O Brasil e a última chance

Um dos dados mais marcantes da cultura brasileira de todos os tempos é a síndrome da última chance. O se... é o grande fator de explicação para todos os fracassos, para o não-sucesso e até para a vitória. Se... o Brasil tivesse implementado o câmbio flexível no governo JK. Se... não tivesse havido a crise do petróleo em 1979. Se... não tivesse ocorrido a crise da Rússia em 1998.
Na cultura do se..., o sucesso ou o fracasso dependem do acaso, do destino, do golpe de sorte, da herança imprevista, do homem providencial.
Nessas Olimpíadas, nunca a síndrome da última chance ficou tão patente, nas duas finais do vôlei de praia e nas derrotas do vôlei de quadra. Foram anos de preparação, de aprimoramento técnico, que resultaram em desempenhos sólidos das equipes, antes dos momentos decisivos. Quando se chegava perto do sucesso, toda a alma do time era jogada na última chance, aquela cortada que decidiria a partida. E, quando a jogada falhava, a fortaleza psicológica do time se desmoronava como um sorvete ao sol.
Esse estado de espírito nacional foi moldado ao longo de séculos pelo modelo de colonização adotado. Ao abandonar a meritocracia, substituída pelo burocratismo e pelos favores políticos, a cultura ibérica sufocou um ponto básico no desenvolvimento de qualquer comunidade: a percepção de que o sucesso é resultado automático do esforço e da preparação despendidos previamente.
No plano das políticas públicas ocorreu o mesmo, com o imediatismo, a subordinação das prioridades nacionais aos objetivos políticos, a criação permanente de inimigos ou fatores externos para justificar os fracassos próprios.

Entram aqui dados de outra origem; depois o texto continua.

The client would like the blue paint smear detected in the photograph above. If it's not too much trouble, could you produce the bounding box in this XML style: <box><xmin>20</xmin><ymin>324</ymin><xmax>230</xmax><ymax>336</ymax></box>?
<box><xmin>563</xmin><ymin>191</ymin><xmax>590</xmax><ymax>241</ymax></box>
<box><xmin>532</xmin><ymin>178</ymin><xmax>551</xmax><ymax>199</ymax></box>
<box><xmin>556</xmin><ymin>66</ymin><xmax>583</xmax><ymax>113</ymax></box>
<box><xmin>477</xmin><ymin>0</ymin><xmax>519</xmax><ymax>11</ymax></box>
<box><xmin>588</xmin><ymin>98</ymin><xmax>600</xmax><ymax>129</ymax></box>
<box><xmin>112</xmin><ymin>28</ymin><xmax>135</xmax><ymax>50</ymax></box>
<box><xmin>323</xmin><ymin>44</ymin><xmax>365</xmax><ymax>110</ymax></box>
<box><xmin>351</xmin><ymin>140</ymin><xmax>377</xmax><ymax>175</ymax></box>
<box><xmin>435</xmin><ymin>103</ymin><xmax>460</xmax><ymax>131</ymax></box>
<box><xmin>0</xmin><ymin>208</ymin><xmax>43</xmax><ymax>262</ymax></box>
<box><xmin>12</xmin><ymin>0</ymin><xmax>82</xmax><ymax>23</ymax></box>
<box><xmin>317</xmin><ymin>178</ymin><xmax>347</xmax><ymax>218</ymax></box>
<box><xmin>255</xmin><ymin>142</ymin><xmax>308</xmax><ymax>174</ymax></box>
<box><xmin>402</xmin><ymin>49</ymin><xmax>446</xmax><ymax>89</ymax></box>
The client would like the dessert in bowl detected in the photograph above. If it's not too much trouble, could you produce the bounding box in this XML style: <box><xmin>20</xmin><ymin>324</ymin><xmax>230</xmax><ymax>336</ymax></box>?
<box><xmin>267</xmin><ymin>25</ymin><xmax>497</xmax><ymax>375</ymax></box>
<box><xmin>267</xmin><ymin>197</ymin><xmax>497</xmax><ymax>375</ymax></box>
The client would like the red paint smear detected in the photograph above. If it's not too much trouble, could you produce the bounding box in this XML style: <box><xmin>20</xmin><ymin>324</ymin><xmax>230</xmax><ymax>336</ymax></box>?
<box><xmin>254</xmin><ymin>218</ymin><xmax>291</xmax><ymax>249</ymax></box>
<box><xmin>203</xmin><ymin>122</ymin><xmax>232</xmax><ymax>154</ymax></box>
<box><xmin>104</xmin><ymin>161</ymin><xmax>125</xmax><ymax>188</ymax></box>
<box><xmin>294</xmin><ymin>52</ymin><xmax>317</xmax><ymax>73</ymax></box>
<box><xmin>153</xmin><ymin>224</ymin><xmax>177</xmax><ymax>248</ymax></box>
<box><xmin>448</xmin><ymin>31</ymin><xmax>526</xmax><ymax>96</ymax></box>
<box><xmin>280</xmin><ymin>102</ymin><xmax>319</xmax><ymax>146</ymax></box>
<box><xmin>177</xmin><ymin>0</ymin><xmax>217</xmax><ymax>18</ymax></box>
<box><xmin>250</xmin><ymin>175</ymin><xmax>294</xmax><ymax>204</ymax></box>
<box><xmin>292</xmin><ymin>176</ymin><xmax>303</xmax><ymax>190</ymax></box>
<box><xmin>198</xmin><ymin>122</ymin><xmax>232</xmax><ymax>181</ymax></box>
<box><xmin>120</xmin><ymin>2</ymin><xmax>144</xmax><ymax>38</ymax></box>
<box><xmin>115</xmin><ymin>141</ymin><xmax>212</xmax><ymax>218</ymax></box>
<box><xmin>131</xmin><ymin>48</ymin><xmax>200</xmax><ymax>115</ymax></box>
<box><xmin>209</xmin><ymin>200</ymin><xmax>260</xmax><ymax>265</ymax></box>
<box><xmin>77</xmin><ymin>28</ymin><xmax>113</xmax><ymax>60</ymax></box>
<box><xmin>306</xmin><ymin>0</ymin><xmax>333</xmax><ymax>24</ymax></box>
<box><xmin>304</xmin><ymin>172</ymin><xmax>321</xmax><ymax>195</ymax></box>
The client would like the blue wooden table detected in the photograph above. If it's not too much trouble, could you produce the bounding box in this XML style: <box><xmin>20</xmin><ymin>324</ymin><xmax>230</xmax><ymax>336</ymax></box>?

O maior desafio da modernização será extirpar esses paradigmas do imaginário nacional. Programas de qualidade total, planejamento estratégico, visão de futuro, tudo converge para instituir novos valores, comprovar que o sucesso depende do planejamento prévio em oposição ao jeitinho, do foco no resultado em contraposição à busca de álibis prévios para o fracasso, da visão de futuro em contraposição à contemporização.

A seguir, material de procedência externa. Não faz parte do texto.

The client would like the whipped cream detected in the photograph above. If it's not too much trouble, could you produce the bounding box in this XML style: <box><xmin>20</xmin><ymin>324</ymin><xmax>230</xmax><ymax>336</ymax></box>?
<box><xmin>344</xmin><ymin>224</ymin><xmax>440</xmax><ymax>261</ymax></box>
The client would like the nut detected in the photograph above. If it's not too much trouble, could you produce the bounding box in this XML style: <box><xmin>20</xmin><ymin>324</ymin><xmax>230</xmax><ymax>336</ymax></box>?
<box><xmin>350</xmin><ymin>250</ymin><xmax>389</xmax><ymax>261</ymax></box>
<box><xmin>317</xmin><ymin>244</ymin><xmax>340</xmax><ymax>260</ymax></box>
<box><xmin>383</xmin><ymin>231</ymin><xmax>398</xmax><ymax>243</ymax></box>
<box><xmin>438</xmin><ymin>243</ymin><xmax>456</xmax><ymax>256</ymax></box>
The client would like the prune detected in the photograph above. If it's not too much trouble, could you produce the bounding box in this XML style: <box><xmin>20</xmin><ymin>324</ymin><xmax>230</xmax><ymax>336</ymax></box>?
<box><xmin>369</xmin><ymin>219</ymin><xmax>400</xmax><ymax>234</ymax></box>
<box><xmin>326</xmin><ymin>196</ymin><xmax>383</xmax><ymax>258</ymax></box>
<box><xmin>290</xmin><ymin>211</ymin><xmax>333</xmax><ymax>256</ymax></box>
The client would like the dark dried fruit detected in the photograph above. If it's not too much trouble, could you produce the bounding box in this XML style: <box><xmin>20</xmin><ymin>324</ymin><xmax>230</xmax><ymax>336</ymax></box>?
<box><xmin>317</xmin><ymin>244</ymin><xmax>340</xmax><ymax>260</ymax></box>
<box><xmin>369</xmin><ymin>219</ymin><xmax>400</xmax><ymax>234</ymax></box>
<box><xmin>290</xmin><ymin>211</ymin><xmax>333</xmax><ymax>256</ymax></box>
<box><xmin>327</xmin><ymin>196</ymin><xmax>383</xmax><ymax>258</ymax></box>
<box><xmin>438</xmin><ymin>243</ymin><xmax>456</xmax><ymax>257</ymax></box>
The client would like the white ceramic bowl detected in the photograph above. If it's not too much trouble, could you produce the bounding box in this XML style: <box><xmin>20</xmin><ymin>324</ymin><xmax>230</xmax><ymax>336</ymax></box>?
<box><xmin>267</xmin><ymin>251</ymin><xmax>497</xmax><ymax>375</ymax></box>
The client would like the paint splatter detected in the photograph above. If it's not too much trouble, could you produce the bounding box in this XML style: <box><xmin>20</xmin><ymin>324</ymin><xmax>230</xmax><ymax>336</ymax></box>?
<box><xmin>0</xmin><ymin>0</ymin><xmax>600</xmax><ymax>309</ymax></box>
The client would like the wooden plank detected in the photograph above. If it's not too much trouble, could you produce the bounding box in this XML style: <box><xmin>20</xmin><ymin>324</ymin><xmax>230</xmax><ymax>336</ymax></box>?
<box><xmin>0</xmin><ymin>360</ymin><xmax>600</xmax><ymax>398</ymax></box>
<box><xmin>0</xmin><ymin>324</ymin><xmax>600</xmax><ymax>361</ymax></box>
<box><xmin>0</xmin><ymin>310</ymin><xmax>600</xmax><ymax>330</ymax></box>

Não é por outro motivo que os três principais momentos do esporte brasileiro -as Copas do Mundo de 1958, 1970 e 1994- coincidiram com a percepção popular de que havia um rumo a ser seguido. Em 1958, JK e seu Plano de Metas acenavam com a visão do futuro sendo construído. Com todas as ressalvas à ditadura implementada, em 1970 parte relevante do país embalava-se no sonho do "Brasil Grande". Em 1994 a estabilização da moeda trazia as esperanças de que a reconstrução do futuro estava sendo reiniciada.
De 1998 em diante, perdeu-se essa vantagem comparativa. A alienação de FHC em relação ao futuro do país, o acomodamento imprudente de manter a antiga política econômica e monetária, a falta de solidariedade em relação aos problemas de seu povo trouxeram de volta, com toda a intensidade, a síndrome da última chance.
A economia promete bons resultados para o próximo ano. Os conceitos de planejamento estratégico começam a se disseminar pela administração pública a partir da experiência do Avança Brasil. O país começa a focar mais em cima de fatores competitivos relevantes -exportação, tecnologia, educação, gerência.
Se o sociólogo FHC não ensinar o presidente FHC a importância do discurso público como fator coordenador de expectativas nacionais, haverá em 2002 um país melhor do que o recebido em 1994. Mas muito inferior ao que poderia ter sido.

Fim da aventura
Fracassou, e foi pouco notado, uma das mais atrevidas aventuras já tentadas contra os cofres públicos: a ação de indenização proposta pela Mendes Júnior contra a Companhia Hidrelétrica do São Francisco (Chesf) por atrasos nos pagamentos. A indenização pedida era de R$ 10 bilhões, muitas vezes maior do que o preço total da obra. No mês passado, o Superior Tribunal de Justiça liquidou definitivamente com a aventura.